Kubernetes on a single k3s node - press the button and watch the load drive autoscaling, live.
Active app pods
- / 6
CPU vs 70% target
-%
Redis counter
-
Load & autoscaling (last ~90s)CPU %pods70% target
Pressing the button sends many concurrent /burn requests, which makes the app pods work hard.
Watch CPU spike past the 70% line on the chart, and the pod count rise behind it as the autoscaler reacts.
After load stops, the pods scale back to 2 in about 30-60s (this HPA's scale-down is tuned for the demo; Kubernetes defaults to a cautious 5 minutes to avoid flapping). It's one node, so it caps at what the node can hold.
What am I looking at?
Pod - the smallest thing Kubernetes runs: one container, i.e. one running copy of this app. Normally 2 copies share the traffic; under load Kubernetes starts more so the work is spread out.
HorizontalPodAutoscaler (HPA) - a Kubernetes controller that automatically adds or removes pods based on how busy they are. This one watches CPU, targets 70%, and ranges from 2 to 6 pods. It's what makes the count change on its own.
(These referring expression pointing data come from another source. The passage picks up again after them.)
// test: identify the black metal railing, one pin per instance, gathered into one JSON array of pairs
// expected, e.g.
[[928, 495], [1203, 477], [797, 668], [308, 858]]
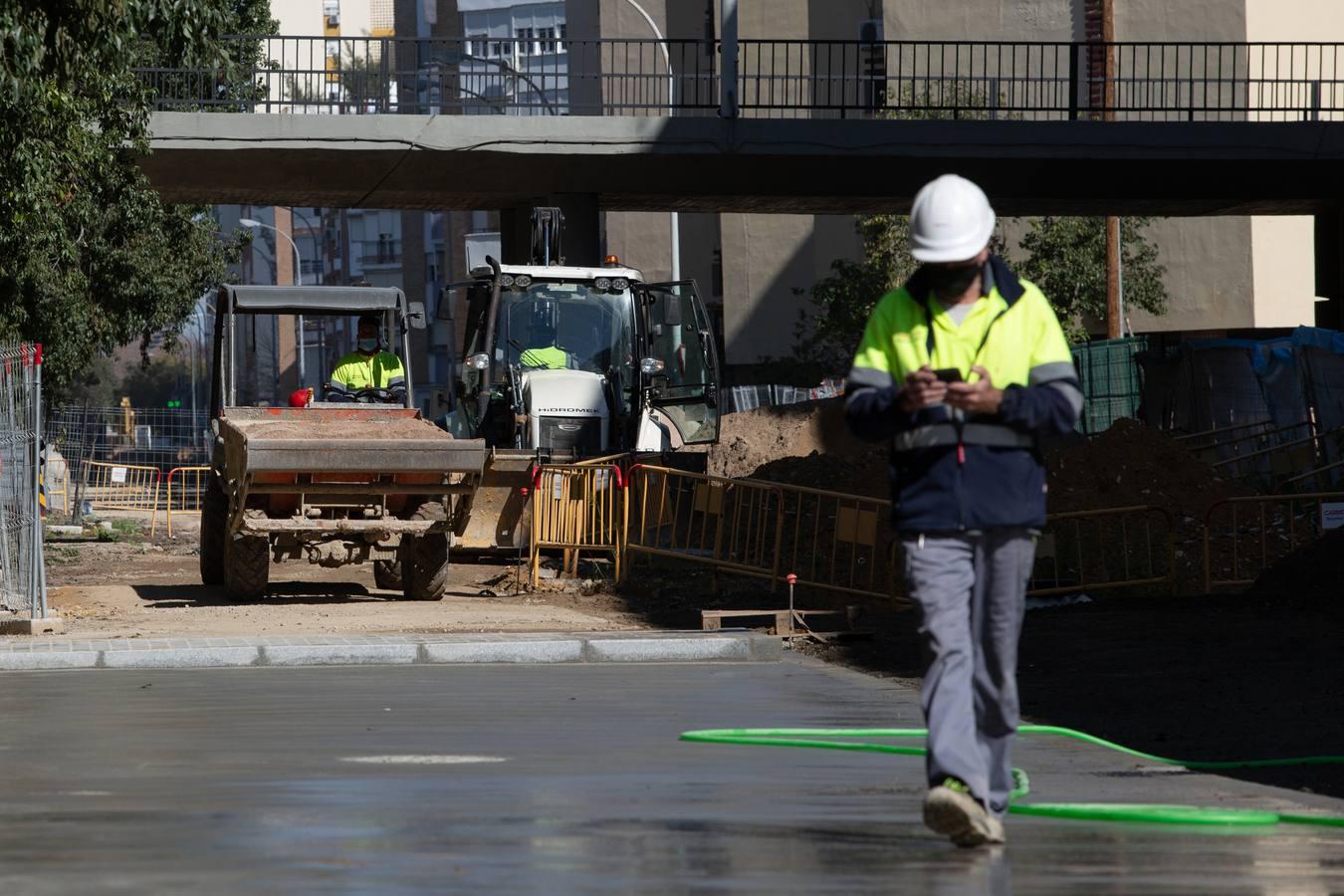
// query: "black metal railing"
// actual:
[[1191, 81]]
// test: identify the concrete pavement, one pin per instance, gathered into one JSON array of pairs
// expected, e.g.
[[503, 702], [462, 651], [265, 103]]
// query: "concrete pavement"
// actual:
[[558, 780], [29, 654]]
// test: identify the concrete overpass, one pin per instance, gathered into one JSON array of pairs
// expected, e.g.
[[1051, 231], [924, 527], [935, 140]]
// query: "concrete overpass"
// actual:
[[707, 164]]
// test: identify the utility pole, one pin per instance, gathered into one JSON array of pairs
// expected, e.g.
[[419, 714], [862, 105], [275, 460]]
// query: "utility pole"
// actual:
[[1114, 251]]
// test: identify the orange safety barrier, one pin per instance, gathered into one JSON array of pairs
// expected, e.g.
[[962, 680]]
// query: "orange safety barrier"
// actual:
[[187, 495], [121, 487], [730, 524], [1108, 549], [1243, 537], [837, 542], [576, 508]]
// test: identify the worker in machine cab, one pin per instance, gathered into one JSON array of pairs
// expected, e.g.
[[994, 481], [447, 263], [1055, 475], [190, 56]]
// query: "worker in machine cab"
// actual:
[[545, 353], [368, 367]]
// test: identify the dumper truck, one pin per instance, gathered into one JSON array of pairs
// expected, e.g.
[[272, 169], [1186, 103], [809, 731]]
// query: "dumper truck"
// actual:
[[353, 476], [554, 362]]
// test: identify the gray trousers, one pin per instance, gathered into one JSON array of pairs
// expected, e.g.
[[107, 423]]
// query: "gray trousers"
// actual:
[[971, 590]]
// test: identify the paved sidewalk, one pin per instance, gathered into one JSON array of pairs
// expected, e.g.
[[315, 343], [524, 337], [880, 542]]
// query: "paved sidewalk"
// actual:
[[31, 654], [566, 780]]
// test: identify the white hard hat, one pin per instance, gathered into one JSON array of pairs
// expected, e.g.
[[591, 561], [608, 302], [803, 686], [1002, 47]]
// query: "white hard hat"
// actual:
[[951, 220]]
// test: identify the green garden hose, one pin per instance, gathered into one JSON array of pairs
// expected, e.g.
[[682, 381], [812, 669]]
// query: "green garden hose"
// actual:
[[822, 738]]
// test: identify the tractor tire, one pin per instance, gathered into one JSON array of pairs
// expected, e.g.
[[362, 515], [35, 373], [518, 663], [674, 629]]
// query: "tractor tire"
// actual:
[[425, 559], [387, 575], [214, 524], [248, 567]]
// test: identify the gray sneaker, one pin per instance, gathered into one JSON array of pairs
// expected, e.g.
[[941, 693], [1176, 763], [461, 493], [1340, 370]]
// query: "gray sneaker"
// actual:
[[952, 811]]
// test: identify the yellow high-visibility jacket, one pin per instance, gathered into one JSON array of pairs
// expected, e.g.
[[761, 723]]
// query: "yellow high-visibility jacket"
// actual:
[[952, 472]]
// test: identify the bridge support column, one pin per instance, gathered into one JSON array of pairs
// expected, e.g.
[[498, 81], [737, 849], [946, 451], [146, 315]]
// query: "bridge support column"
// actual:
[[1329, 269], [580, 239]]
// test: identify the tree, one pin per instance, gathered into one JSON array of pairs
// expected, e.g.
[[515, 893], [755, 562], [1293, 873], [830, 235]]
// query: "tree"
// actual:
[[1066, 258], [91, 257], [841, 303]]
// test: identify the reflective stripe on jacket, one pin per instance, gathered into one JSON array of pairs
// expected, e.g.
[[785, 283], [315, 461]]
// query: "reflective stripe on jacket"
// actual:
[[952, 472], [359, 371]]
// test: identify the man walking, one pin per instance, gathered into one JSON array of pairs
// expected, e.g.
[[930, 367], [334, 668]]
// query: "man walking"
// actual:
[[963, 368]]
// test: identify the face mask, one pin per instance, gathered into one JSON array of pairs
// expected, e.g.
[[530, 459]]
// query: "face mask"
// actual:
[[951, 283]]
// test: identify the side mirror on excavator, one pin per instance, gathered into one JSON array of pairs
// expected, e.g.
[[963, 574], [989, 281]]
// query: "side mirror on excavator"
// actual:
[[415, 315], [671, 310]]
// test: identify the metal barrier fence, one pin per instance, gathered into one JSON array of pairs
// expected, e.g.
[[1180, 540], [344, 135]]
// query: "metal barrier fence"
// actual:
[[1243, 537], [1099, 550], [843, 543], [575, 510], [23, 584], [118, 487], [185, 499], [552, 76], [732, 524]]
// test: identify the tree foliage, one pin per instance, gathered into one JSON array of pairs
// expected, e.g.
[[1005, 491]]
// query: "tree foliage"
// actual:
[[1066, 258], [91, 257]]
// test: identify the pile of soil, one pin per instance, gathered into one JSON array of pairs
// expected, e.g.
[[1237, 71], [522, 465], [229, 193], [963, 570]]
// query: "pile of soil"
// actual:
[[1131, 464], [1314, 569], [1126, 465]]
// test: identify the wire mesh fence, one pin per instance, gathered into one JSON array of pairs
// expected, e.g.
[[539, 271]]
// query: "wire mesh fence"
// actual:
[[22, 577]]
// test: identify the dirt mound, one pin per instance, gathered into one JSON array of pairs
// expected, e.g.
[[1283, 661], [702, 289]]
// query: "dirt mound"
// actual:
[[753, 438], [388, 427], [1126, 465], [1314, 569], [1132, 464]]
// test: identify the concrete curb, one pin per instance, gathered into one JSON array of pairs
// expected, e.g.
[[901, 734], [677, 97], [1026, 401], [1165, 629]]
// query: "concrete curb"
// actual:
[[212, 653]]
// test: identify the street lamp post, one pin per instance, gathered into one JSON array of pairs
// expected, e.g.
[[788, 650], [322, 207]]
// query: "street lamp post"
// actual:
[[674, 218], [299, 319]]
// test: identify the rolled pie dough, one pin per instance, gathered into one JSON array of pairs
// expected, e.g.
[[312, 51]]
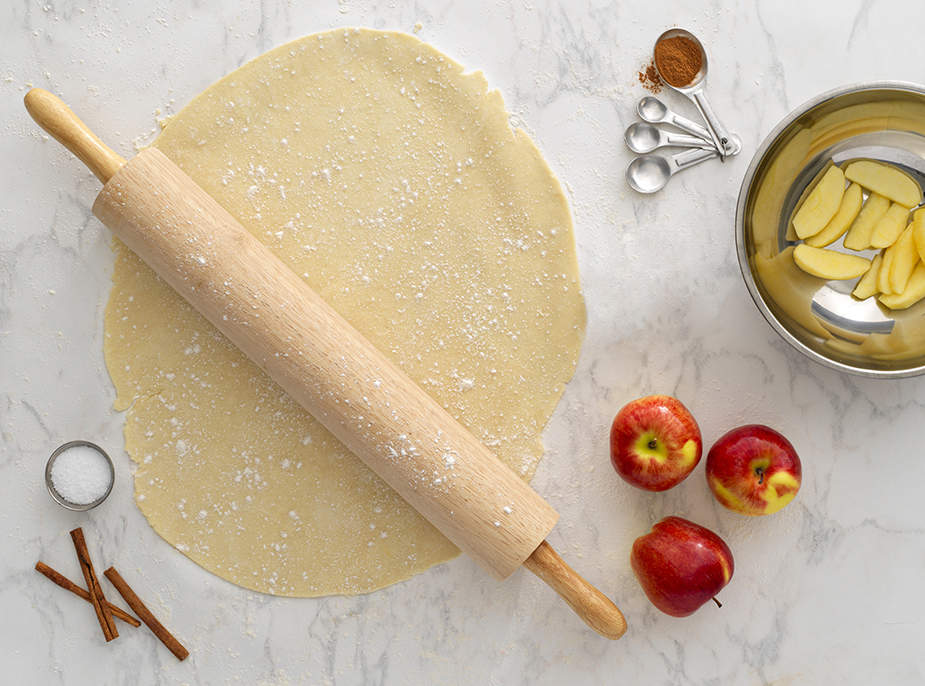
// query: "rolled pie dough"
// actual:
[[394, 184]]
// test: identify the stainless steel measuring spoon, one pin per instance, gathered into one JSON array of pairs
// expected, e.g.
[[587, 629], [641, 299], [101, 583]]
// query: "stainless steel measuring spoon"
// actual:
[[650, 173], [695, 91], [652, 110], [643, 137]]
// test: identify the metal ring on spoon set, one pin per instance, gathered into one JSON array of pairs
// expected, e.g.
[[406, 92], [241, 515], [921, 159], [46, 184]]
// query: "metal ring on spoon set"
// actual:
[[695, 91], [642, 137], [652, 110]]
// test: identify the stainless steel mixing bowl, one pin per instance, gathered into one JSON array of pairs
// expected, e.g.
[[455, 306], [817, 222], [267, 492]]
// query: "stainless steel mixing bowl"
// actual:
[[876, 120]]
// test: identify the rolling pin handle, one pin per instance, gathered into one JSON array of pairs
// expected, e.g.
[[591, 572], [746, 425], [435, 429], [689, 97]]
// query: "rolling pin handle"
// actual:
[[596, 609], [64, 126]]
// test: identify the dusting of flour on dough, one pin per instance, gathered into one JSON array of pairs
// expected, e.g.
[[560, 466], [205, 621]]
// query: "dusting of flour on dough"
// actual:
[[395, 186]]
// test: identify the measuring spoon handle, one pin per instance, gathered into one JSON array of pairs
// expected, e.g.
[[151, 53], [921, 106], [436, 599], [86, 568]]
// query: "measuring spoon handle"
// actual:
[[688, 125], [689, 158]]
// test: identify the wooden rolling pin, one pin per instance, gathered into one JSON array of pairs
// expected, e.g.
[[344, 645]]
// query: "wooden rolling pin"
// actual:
[[324, 363]]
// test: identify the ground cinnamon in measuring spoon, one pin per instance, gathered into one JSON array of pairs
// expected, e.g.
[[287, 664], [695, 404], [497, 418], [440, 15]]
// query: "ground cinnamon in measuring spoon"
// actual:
[[678, 60]]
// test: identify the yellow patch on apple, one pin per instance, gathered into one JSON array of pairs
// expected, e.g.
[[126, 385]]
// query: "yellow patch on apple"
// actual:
[[777, 482]]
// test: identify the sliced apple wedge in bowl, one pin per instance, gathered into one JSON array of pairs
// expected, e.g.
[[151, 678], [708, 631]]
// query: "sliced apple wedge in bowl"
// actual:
[[826, 226]]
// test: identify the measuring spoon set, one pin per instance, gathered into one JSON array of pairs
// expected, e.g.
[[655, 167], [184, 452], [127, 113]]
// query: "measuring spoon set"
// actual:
[[650, 171]]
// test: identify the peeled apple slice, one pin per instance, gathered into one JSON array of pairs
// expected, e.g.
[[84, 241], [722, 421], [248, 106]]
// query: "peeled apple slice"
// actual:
[[905, 257], [829, 264], [821, 204], [858, 237], [918, 230], [915, 291], [885, 180], [883, 276], [838, 225], [867, 286], [890, 226]]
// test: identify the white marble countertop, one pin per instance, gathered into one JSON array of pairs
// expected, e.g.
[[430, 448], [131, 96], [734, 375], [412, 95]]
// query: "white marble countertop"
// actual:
[[827, 591]]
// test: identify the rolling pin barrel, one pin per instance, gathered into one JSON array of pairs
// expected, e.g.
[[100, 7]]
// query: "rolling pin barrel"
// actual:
[[359, 395]]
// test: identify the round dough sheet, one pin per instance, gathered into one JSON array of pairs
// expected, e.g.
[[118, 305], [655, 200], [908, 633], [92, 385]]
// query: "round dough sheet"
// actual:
[[393, 183]]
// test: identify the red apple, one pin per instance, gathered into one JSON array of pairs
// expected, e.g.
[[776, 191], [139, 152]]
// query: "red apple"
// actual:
[[681, 565], [655, 443], [754, 470]]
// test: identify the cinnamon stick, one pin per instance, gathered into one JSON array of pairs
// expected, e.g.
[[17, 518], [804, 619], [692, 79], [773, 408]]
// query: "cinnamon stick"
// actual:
[[144, 614], [93, 587], [69, 585]]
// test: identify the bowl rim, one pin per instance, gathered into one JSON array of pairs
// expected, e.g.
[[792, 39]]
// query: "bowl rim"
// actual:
[[742, 256], [60, 499]]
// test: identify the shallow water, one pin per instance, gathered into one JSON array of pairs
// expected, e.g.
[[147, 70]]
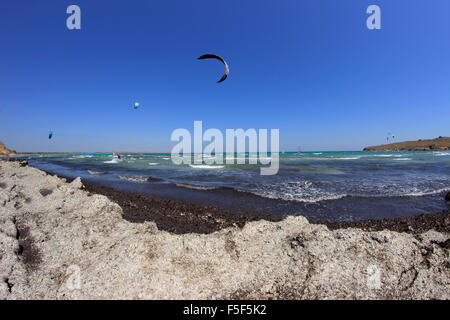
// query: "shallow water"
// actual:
[[319, 185]]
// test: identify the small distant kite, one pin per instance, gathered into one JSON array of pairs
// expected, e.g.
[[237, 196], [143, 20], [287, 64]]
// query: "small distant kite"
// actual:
[[390, 136], [213, 56]]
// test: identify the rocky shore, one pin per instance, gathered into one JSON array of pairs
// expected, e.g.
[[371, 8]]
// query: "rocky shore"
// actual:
[[438, 144], [5, 151], [62, 240]]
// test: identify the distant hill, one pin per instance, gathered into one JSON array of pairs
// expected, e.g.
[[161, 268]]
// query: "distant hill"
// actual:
[[6, 151], [441, 143]]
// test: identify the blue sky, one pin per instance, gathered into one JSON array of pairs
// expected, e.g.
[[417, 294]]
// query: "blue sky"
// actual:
[[310, 68]]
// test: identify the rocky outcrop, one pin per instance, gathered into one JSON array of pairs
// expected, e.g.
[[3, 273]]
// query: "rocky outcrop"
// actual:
[[6, 151], [58, 241], [438, 144]]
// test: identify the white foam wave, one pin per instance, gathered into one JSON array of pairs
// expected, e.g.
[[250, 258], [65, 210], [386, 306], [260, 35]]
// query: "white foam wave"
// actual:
[[95, 172], [115, 160], [82, 156], [196, 187], [348, 158], [133, 178], [204, 166], [300, 191]]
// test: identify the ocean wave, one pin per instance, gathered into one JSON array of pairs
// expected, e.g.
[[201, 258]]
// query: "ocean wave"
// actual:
[[133, 178], [348, 158], [92, 172], [197, 187], [422, 193], [441, 154], [115, 160], [140, 178], [204, 166], [300, 191], [82, 156]]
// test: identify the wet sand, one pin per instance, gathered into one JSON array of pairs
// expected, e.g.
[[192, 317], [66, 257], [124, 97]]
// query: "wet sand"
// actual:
[[54, 232]]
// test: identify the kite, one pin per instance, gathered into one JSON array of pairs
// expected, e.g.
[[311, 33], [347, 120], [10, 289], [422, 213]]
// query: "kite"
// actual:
[[213, 56]]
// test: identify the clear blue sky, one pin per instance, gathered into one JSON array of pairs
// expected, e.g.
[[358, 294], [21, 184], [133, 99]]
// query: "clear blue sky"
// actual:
[[310, 68]]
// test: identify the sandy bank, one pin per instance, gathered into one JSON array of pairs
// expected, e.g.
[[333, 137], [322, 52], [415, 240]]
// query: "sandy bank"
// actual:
[[59, 241]]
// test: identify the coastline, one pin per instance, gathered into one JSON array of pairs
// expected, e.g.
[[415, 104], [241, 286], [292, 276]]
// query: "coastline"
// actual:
[[48, 225]]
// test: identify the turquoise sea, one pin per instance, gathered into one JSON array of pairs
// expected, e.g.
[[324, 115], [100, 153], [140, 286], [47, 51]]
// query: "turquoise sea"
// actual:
[[319, 185]]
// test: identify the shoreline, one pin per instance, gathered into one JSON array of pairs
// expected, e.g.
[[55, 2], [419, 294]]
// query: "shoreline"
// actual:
[[185, 217], [61, 240]]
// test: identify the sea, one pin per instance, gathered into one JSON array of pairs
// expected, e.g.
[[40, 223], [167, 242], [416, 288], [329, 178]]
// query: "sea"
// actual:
[[331, 186]]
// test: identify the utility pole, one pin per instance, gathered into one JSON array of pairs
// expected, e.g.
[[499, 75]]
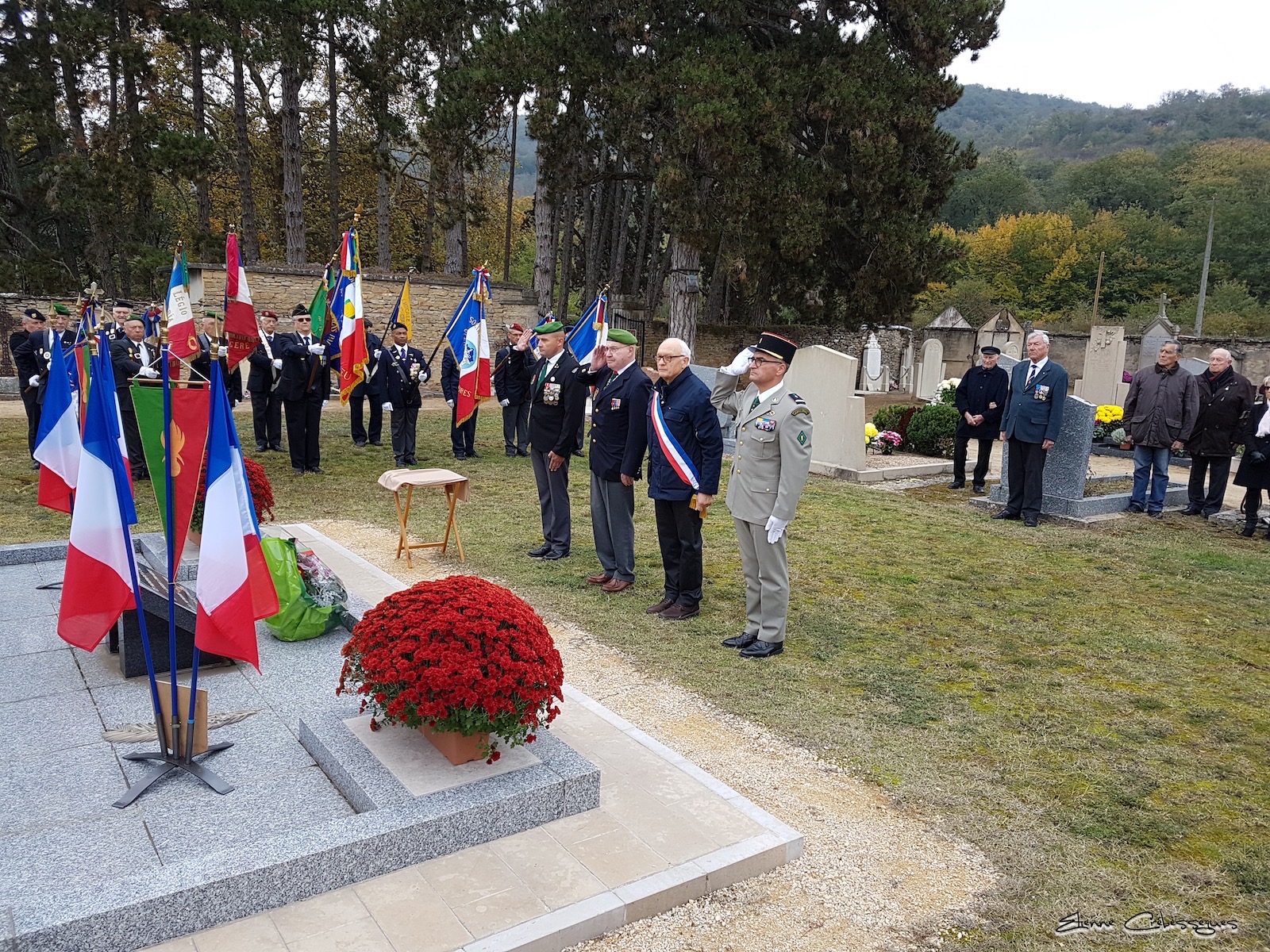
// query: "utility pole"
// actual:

CPU % - how hard the app pods are working, measured against the CPU each pod reserves (its request, 50m = 0.05 of a core here), not against a whole CPU - so it can go over 100%. A pod is allowed to burst up to its limit (250m), which reads as ~500% of its 50m request. When the average crosses 70% (the green dashed line) the HPA adds pods; when it stays low, it removes them.
Redis - a fast in-memory datastore running next to the app (as a second tier). It holds the shared counter and the list of currently-active pods, so every pod sees the same state instead of each keeping its own.
Container runtime - the image is built with Docker, but this node runs it with containerd (k3s's built-in runtime, via Kubernetes' CRI), not the Docker daemon - Kubernetes dropped Docker as a runtime in v1.24. Docker-built (OCI) images run unchanged.
Seeing more than 2 pods before pressing the button? A recent load test is still scaling back down - here that takes about 30-60s (Kubernetes' default is a cautious 5 minutes; this HPA is tuned faster for the demo). Briefly seeing more than 6? During a code deploy Kubernetes runs the old and new pods at once (a zero-downtime rolling update with maxSurge), so the count can momentarily exceed the 6-pod max before settling.